Gisele foi encontrada sem vida em 18 de fevereiro, com um tiro na cabeça, no apartamento onde morava com o tenente-coronel. Inicialmente, Geraldo reportou o incidente como um suicídio, mas essa versão foi rapidamente contestada pela família da vítima. O relato foi alterado posteriormente para morte suspeita, levantando ainda mais dúvidas sobre as circunstâncias do ocorrido.

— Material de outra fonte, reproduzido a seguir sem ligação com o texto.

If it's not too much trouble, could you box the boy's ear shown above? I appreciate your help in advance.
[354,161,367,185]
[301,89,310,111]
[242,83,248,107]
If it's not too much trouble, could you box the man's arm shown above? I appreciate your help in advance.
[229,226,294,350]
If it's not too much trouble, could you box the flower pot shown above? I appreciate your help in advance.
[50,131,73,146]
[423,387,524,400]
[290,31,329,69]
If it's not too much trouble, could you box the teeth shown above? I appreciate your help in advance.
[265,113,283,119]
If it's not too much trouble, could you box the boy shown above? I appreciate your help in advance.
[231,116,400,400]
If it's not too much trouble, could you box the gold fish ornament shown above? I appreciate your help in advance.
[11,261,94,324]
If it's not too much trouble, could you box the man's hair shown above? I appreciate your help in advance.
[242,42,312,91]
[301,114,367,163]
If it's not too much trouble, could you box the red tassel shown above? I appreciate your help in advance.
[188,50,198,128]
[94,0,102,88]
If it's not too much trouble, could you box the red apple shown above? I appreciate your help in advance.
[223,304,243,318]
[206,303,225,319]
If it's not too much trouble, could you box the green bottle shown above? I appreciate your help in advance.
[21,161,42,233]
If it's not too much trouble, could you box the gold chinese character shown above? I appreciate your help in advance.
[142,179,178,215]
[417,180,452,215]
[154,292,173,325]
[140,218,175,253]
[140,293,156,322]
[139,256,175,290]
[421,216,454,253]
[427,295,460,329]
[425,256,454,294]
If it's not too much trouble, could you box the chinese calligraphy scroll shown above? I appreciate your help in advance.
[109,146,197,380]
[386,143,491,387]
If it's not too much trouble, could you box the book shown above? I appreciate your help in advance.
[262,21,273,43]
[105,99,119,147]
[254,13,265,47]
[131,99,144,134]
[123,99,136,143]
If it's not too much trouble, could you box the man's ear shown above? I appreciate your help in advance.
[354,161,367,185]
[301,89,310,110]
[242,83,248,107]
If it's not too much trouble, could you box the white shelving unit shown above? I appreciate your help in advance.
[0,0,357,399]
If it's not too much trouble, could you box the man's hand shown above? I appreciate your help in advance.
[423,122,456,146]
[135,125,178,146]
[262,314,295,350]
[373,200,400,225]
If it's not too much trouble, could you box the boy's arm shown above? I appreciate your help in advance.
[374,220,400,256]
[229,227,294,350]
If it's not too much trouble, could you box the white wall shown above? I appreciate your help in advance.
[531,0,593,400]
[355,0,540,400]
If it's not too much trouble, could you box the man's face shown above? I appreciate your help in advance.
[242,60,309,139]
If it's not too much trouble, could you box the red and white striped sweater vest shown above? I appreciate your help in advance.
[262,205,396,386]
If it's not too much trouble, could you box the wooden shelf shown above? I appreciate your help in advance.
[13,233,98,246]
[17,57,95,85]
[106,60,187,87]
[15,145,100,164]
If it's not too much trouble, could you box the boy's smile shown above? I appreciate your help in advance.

Evidências e Laudos Necroscópicos

Laudos realizados pelo Instituto Médico Legal (IML) revelaram lesões contundentes no corpo de Gisele, incluindo marcas na face e na região cervical, compatíveis com violência física. O último laudo, datado de 7 de março, apontou para escoriações que sugerem luta, corroborando a hipótese de feminicídio. Notavelmente, um laudo anterior, datado de 19 de fevereiro, já havia registrado lesões semelhantes.

Depoimentos e Testemunhos

Uma testemunha, vizinha do casal, relatou ter ouvido um disparo às 7h28 do dia da morte, enquanto o tenente-coronel acionou a polícia apenas às 7h57. O advogado da família destacou esse intervalo de quase meia hora como um ponto crítico que levanta suspeitas sobre a versão oficial apresentada por Geraldo.

Implicações Adicionais

Outros fatores que reforçam a suspeita incluem uma fotografia da vítima segurando a arma, capturada pelos socorristas, que, segundo o advogado, é inusitada em casos de suicídio. Além disso, relatos indicam que três policiais mulheres estiveram no apartamento do casal horas após o ocorrido para realizar uma limpeza, um fato que já foi confirmado através de depoimentos.

Reação da Defesa

A defesa do tenente-coronel, até o momento, não confirmou o indiciamento. A Agência Brasil tentou contato com a Secretaria de Segurança Pública e o Ministério Público para obter mais informações sobre o caso e aguarda um retorno oficial das autoridades.

Conclusão

O indiciamento de Geraldo Leite Rosa Neto por feminicídio e fraude processual abre um novo capítulo em um caso que já levanta questões profundas sobre violência de gênero e a necessidade de investigação imparcial. À medida que mais evidências são analisadas, a expectativa é de que a verdade sobre a morte de Gisele Alves Santana venha à tona, proporcionando justiça à sua memória e à sua família.